Baghdad is a shadow of its former self. Following three years of US occupation, this city of unrivalled beauty and a glorious past has been reduced to a fate no better than the one it suffered at the hands of Mogul invaders. I wonder if Bush consulted annuls of history before he sent his troops to Baghdad to throw it into ruin and chaos. It might be a coincidence, but Hulagu invaded Baghdad on the seventh day of the month of Safar according to the Hijri -- the Islamic -- calendar. Bush's troops came to Baghdad on the same day, but eight centuries later. Hulagu ordered his men to slaughter the inhabitants, burn the libraries and raze the city, practically what the Americans did almost a millennium later. History books note that Khallani Square in central Baghdad was so named because Hulagu ordered his men to dump the bodies of tens of thousands in the area, which was then outside the city walls, and leave them to rot. The smell of the putrefying bodies reminded survivors of vinegar, or khall in Arabic, hence the name. These days, bodies are often dumped handcuffed and blindfolded in parts of Baghdad. Left to rot, they send the same vinegary scent into the air, the scent of death and doom.

Baghdad was a city among cities, a model of urbanity, a synonym for glamour. Not anymore. The Americans destroyed it in 1991, the Iraqis rebuilding it within a year. Then the Americans came again, and this time the city was never rebuilt -- despite the many conferences on reconstruction, despite profitable contracts granted to major corporations. The Baghdadis have lived side by side, refusing to be dragged into sectarian conflict, for centuries. Now the Americans are fuelling sectarian strife at every opportunity.

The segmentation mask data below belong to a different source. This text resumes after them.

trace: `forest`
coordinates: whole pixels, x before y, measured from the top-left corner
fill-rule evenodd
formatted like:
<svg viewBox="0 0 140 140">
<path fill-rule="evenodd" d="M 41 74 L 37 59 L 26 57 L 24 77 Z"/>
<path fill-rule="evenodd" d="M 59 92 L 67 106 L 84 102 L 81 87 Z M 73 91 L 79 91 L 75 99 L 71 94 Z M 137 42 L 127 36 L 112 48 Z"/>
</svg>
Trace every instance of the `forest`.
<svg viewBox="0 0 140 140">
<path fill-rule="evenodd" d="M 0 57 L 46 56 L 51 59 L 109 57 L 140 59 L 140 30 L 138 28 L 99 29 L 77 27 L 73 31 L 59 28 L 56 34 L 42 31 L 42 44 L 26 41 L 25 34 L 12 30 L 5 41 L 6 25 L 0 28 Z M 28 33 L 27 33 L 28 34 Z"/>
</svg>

Baghdad was a safe city. People stayed up late, chatting and entertaining, congregating at riverside cafés from dusk to dawn. Now it is the most dangerous city in the world. It is a city divided by concrete barriers, haunted by death, tormented by gore. Baghdad, history tells us, is not a city that remains occupied for long. It always regained its freedom. It always bounced back. But the city is now hostage to the macabre. Gone are the poets and painters, gone are the filmmakers and actors. Baghdad has no friend. No one wants to visit it. It is forlorn and forsaken. It cannot blame the foreigners for staying away, for why should they care? But it wonders where the Arabs have gone. It wonders why it has been left alone, abandoned to its unbearable fate.